Published Oct. 5, 2015

Obama is right: Politicize more, not less

President Obama anticipated criticism Thursday when he called for more stringent gun control measures in the wake of the Oregon shootings. "Somebody, somewhere will comment and say, Obama politicized this issue," the president said. "Well, this is something we should politicize."

It's a reasonable point. Guns are an important issue in American life, as are mental health and law enforcement. After an event like the one in Oregon — and in the face of rising crime in some of the nation's biggest cities — how else to deal with them if not through the political system? That doesn't necessarily mean new laws should be passed or existing ones changed. But it does mean there should be a debate about it.

And that applies far beyond the issue of guns. Which is why the president's words might signal a change in his approach to other issues as well. In the past, Obama has urged Americans not to politicize issues that were deeply political in nature but that he wished not to debate. Now, post-Oregon, he has set a new standard for future political arguments. A few examples:

In March of this year, when there was an intense debate about Republican lawmakers' decision to invite Israeli Prime Minister Benjamin Netanyahu to address Congress on the Iran nuclear issue, Obama said, "It is very important for us not to politicize the relationship between Israel and the United States."

A few years earlier, Obama decried the politicization of the Keystone XL pipeline. In a December 2011 news conference with Canadian Prime Minister Stephen Harper, Obama said, "The State Department is making sure that it crosses all its T's and dots all its I's before making a final determination. And I think it's worth noting, for those who want to try to politicize this issue, that when it comes to domestic energy production, we have gone all in..."

In January 2009, when he rescinded the "Mexico City Policy" against funding abortions overseas, Obama said, "It is time that we end the politicization of this issue."

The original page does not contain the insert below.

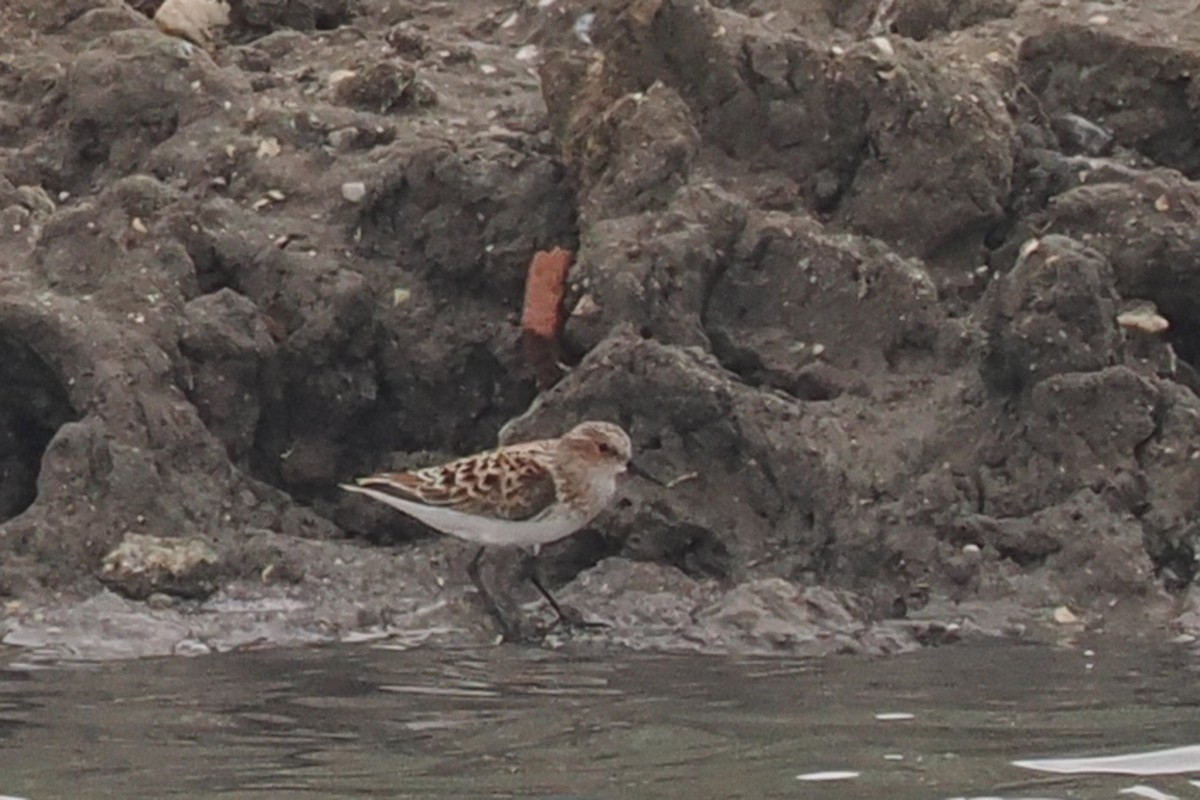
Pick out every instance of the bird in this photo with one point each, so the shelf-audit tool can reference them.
(523, 494)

In May 2009, in his speech on terrorist detainees, Obama said, "Over the last several weeks, we've seen a return of the politicization of these issues that have characterized the last several years."

The president has also used his spokesmen to condemn the politicization of certain issues. In March of this year, during a debate over funding the Department of Homeland Security, White House press secretary Josh Earnest said, "The fact is, trying to politicize something as fundamental to our national security as funding for the Department of Homeland Security is completely inappropriate."

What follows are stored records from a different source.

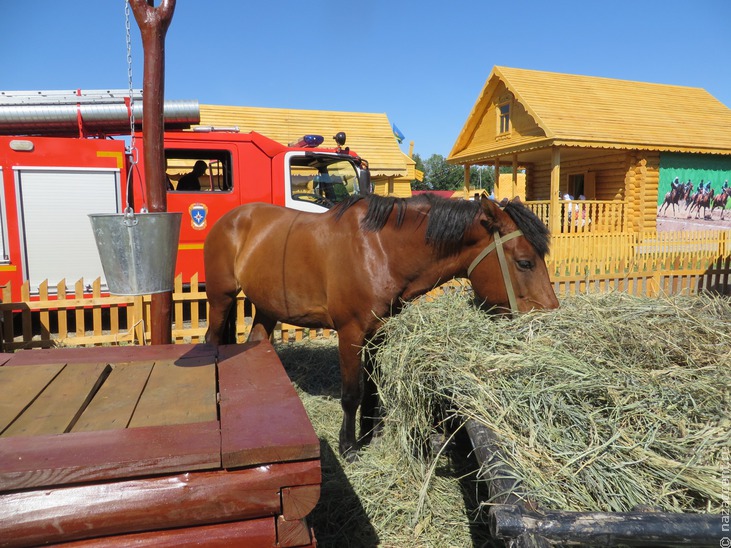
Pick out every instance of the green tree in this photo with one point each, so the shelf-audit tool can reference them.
(439, 175)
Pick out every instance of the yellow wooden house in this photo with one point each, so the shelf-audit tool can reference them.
(370, 135)
(614, 143)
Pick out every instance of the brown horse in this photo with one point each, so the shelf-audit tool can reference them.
(351, 267)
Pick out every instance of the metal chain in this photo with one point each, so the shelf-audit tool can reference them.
(132, 151)
(129, 78)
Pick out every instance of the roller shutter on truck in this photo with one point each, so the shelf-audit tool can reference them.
(55, 232)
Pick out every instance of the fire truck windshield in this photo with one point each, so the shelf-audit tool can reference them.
(322, 179)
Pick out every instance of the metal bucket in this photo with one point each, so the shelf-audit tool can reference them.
(137, 251)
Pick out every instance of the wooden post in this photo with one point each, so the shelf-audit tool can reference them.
(154, 23)
(497, 190)
(555, 213)
(466, 181)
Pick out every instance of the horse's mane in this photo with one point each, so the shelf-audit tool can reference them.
(448, 220)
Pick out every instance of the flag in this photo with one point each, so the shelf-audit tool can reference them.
(396, 133)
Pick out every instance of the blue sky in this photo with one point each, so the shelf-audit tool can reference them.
(422, 63)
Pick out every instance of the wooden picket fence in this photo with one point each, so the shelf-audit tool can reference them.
(56, 317)
(684, 263)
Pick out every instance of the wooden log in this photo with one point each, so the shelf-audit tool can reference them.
(253, 532)
(501, 485)
(135, 506)
(509, 522)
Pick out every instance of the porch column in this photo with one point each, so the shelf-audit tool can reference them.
(497, 190)
(466, 181)
(555, 213)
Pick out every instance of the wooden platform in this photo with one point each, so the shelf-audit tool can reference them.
(159, 445)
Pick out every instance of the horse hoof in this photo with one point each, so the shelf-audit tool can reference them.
(349, 454)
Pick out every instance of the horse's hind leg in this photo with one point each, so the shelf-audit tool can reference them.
(349, 345)
(220, 305)
(262, 326)
(370, 409)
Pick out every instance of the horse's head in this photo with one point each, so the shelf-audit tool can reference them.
(508, 270)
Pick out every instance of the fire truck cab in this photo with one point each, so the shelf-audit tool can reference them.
(53, 177)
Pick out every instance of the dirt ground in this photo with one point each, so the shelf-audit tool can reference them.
(669, 221)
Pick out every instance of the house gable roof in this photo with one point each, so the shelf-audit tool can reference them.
(574, 110)
(369, 134)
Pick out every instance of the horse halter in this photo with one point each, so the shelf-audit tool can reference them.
(497, 245)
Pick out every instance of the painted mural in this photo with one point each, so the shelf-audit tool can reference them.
(695, 186)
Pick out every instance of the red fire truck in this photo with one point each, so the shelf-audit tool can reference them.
(58, 164)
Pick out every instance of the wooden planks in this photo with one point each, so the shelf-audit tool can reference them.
(20, 391)
(140, 460)
(56, 408)
(178, 392)
(251, 380)
(113, 406)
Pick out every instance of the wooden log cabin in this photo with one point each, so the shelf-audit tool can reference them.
(616, 143)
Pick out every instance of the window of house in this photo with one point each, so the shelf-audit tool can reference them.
(576, 185)
(503, 118)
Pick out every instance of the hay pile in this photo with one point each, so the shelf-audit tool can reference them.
(609, 402)
(378, 500)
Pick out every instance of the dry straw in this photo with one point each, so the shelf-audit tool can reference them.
(609, 402)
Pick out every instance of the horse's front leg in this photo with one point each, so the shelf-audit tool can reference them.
(371, 420)
(349, 346)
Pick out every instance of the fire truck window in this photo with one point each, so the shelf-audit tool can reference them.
(3, 228)
(198, 170)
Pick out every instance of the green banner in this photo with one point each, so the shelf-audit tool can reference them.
(690, 171)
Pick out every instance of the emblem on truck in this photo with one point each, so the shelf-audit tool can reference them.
(198, 216)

In May 2014, then-spokesman Jay Carney decried Republican calls for more investigation into the terrorist attack on U.S. facilities in Benghazi, Libya. "The facts of yesterday are the facts today, and they will be the facts no matter how often or for how long Republicans engage in highly partisan efforts to politicize what was a tragedy," Carney said.

May 2013, Carney said, "This is a subject that has, from its beginning, been subject to attempts to politicize it by Republicans, when, in fact, what happened in Benghazi was a tragedy." And that same month, Carney said, "What we have here with one issue in Benghazi is so clearly — as we're learning more and more — a political sideshow, a deliberative effort to politicize a tragedy."

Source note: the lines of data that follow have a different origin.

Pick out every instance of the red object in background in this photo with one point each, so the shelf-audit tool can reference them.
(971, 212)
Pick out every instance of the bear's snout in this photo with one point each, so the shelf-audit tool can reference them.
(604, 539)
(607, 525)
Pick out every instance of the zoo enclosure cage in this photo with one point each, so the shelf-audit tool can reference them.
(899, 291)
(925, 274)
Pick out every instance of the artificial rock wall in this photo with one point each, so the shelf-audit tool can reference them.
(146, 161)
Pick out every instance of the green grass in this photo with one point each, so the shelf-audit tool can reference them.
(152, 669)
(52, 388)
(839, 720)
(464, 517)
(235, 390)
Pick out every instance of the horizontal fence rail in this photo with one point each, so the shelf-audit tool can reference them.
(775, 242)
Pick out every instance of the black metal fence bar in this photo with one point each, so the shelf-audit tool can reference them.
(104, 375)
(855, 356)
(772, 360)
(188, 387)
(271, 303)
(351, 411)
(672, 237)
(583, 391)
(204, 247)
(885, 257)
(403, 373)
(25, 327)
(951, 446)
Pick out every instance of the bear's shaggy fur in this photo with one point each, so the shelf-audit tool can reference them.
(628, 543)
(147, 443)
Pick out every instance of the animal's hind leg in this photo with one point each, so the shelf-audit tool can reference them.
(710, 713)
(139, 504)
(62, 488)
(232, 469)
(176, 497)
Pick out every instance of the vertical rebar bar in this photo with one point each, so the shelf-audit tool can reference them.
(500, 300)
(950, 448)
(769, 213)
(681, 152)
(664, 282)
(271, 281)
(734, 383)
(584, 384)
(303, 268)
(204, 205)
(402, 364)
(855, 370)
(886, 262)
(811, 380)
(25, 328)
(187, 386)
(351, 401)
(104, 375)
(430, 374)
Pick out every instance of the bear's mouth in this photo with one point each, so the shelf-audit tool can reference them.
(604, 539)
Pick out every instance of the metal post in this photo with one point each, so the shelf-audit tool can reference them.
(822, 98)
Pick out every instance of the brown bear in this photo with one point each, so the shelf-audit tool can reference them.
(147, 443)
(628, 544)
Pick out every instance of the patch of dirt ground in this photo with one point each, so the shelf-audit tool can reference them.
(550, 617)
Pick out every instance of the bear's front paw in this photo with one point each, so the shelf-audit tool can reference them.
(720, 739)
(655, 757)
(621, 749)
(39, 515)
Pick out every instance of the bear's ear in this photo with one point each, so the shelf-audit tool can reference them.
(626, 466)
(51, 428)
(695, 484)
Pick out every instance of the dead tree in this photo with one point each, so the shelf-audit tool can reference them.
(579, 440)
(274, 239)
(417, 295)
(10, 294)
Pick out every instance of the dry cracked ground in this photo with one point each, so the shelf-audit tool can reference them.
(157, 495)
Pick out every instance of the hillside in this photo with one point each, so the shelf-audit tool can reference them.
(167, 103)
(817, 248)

So over the years President Obama and his designated spokesman have often spoken out against the politicization of issues of great public importance — issues that properly belong in the sphere of political debate. And of course, Republicans have also condemned the politicization of issues they don't want to debate. Now, though, Obama's yes-let's-politicize-this approach to the Oregon killings could be an indication of a significant change. Let the politicization begin.